Let’s also ask the Russos: How hard is it to kill somebody? “The Winter Soldier” brought Bucky Barnes back from the dead and faked Nick Fury’s death. “Infinity War” had the guts to kill dozens of superheroes with a Thanos snap, but “Endgame” immediately undid it by shrugging it off as “The Blip.” If we get “Gray Man” sequels, the dead may rise again.
Hell, you could say that fake death is the Russos’ auteur signature, to steal a phrase that Joe Russo dissed to The Hollywood Reporter: “Auteur filmmaking is 50 years old at this point. It was conceived in the ’70s. … But we’re also aware that the world needs to change and the more that we try to prevent it from changing, the more chaos we create.”
The masses don’t care, but cinephiles cringed at this false film history. Auteur theory was invented in the late 1940s by French critics like André Bazin, who co-founded Cahiers du Cinema in 1951, allowing François Truffaut to dub it the “the policy of the authors” in 1955 before American critic Andrew Sarris translated it to English as “auteur theory” in 1962.
To suggest that it started in the ’70s misses the point that auteur theory exploded during the French New Wave as a way to assess Hollywood’s Golden Age (Hitchcock, Hawks, Ford) for consistent directorial trademarks. The Hollywood Renaissance filmmakers of the 1970s referenced by Russo (Scorsese, Coppola, Spielberg) were the next generation.

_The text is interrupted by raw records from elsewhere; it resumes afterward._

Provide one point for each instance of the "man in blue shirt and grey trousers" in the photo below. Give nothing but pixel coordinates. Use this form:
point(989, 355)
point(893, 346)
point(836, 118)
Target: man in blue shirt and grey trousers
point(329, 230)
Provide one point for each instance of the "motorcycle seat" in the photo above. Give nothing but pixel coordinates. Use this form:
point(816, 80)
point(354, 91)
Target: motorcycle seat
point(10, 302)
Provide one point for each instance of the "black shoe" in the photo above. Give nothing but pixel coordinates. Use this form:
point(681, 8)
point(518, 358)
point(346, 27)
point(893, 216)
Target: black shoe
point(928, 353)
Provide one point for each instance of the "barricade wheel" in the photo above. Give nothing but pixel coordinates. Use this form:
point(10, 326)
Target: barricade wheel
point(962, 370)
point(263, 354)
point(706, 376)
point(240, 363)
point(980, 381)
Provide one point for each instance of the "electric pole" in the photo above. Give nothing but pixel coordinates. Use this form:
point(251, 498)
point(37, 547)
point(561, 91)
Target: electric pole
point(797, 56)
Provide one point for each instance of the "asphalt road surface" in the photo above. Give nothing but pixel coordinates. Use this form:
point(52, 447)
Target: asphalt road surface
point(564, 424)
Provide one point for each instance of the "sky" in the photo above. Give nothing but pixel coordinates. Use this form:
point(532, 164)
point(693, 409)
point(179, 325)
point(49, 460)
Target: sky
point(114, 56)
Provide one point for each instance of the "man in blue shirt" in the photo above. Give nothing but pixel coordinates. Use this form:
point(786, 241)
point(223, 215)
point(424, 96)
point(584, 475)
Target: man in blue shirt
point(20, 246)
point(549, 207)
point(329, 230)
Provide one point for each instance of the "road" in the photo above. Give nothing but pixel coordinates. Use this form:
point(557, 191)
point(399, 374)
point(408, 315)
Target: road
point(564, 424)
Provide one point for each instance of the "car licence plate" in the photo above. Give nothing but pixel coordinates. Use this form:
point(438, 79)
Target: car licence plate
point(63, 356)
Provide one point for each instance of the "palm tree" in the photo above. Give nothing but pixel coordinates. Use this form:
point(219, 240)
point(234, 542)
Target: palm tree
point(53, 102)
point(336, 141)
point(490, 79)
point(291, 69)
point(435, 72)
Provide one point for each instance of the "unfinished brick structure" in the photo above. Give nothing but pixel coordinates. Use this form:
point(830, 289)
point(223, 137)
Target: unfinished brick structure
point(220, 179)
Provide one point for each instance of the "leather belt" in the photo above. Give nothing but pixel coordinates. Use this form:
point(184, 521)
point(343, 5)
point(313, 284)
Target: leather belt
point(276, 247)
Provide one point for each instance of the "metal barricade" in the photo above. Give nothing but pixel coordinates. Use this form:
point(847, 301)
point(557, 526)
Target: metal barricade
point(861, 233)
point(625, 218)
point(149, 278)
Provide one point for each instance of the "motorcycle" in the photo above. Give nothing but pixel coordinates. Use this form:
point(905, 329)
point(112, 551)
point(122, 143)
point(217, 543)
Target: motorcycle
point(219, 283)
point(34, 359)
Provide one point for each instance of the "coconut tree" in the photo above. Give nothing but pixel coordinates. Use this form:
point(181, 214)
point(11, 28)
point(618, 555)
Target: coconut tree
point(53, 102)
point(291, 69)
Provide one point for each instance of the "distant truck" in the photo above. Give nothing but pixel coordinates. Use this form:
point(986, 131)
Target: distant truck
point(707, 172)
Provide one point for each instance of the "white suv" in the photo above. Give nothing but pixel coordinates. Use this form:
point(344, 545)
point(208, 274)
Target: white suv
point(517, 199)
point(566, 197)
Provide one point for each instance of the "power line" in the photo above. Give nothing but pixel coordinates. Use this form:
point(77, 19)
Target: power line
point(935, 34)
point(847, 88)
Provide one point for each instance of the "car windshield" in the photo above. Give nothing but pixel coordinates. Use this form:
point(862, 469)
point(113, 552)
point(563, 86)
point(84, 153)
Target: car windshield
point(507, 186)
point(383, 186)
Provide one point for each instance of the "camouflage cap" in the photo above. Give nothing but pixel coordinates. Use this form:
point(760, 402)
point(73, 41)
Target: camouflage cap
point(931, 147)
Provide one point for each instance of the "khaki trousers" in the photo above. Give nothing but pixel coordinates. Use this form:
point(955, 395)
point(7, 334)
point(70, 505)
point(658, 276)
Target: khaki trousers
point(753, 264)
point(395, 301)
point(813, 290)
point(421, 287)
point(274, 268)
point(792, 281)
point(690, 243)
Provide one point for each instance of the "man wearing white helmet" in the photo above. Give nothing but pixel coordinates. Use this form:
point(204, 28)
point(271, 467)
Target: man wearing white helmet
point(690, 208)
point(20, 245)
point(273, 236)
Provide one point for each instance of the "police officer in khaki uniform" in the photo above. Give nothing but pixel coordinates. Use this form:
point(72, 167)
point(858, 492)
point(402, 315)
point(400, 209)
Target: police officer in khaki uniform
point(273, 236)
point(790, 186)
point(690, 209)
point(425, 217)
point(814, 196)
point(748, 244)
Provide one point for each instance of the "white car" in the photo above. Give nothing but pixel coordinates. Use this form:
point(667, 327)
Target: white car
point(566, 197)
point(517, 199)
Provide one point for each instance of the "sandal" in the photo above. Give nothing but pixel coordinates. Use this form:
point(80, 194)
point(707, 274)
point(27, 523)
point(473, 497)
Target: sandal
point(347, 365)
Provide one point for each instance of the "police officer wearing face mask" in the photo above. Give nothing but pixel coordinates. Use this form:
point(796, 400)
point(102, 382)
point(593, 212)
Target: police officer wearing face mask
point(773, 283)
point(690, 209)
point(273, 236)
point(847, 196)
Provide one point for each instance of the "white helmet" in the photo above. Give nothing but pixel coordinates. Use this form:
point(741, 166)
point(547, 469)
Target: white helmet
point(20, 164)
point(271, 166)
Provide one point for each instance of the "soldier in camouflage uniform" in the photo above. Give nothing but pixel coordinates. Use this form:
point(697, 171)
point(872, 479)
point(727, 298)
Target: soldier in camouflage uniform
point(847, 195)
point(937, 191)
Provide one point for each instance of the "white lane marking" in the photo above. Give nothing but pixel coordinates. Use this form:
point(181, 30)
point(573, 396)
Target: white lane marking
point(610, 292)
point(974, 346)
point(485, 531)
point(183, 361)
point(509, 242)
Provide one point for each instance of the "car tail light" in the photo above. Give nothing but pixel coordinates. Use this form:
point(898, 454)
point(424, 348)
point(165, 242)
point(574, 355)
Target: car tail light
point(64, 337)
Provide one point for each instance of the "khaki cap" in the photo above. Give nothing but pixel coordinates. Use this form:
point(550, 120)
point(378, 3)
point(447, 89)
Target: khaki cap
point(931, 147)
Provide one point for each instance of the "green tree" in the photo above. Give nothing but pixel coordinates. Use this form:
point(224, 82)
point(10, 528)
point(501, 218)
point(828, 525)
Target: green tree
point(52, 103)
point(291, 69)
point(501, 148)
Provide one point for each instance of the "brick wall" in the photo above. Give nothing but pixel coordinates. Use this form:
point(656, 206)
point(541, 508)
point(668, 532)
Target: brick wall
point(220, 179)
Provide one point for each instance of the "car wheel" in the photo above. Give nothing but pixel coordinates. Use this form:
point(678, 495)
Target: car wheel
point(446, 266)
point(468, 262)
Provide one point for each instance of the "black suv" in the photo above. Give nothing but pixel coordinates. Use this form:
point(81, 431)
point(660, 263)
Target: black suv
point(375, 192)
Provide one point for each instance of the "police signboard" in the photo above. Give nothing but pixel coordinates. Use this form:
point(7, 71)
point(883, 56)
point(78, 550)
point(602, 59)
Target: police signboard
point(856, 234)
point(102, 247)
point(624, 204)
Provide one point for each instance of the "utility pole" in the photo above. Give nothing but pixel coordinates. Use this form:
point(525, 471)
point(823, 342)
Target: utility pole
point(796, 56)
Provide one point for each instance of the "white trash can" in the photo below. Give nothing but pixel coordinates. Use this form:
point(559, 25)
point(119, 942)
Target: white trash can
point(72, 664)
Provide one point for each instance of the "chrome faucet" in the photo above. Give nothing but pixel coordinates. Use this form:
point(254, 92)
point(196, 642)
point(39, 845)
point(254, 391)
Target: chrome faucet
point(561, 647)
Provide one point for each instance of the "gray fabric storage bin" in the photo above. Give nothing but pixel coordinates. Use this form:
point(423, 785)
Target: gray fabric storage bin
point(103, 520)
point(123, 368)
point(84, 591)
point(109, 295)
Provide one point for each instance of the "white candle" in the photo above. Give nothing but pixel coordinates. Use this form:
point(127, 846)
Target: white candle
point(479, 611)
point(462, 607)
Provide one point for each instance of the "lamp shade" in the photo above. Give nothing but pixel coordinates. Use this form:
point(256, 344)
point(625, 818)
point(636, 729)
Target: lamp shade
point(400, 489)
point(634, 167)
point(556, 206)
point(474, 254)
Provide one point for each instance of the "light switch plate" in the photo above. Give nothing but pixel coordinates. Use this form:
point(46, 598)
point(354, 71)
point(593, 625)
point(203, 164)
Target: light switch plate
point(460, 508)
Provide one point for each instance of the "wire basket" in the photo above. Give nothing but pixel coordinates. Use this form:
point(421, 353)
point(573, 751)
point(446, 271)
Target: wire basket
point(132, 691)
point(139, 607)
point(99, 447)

Russo’s jab at a fundamental building block of film criticism is exactly why critics are slamming “The Gray Man” despite strong audience ratings. The film’s dialogue even gives them snarky ammo: “This is quite possibly the most spectacular failure in the history of [movies]. This will be taught in schools as the primary example of exactly what not to do!”
I’m not that mean. I met the Russos. I like the Russos. They deserve praise for: (A) a camera moving through several floors to show the line of fire in Gosling’s gun scope; (B) a drone shot swooping through hospital doors to reveal Gosling sneaking inside; and (C) diegetic use of Mark Lindsay’s “Silver Bird” as a soundtrack counterpoint to the violence.
But why give auteur credit to someone who knocks the auteur theory?
Dang it, you kinda shot yourself in the foot with that comment, Joe.
Then again, gunshots matter as much as critics’ opinions in this genre.
Suffice to say, “The Gray Man” brings everything Marvel fans love about Marvel movies (minus the capes), while “The Gray Man” also brings everything that Marvel detractors hate about the genre that’s squeezed out mid-level movies. You’ll “love it 3,000” or you’ll hate it 3,000, but either way, it’s probably more explosive on the big screen than Netflix.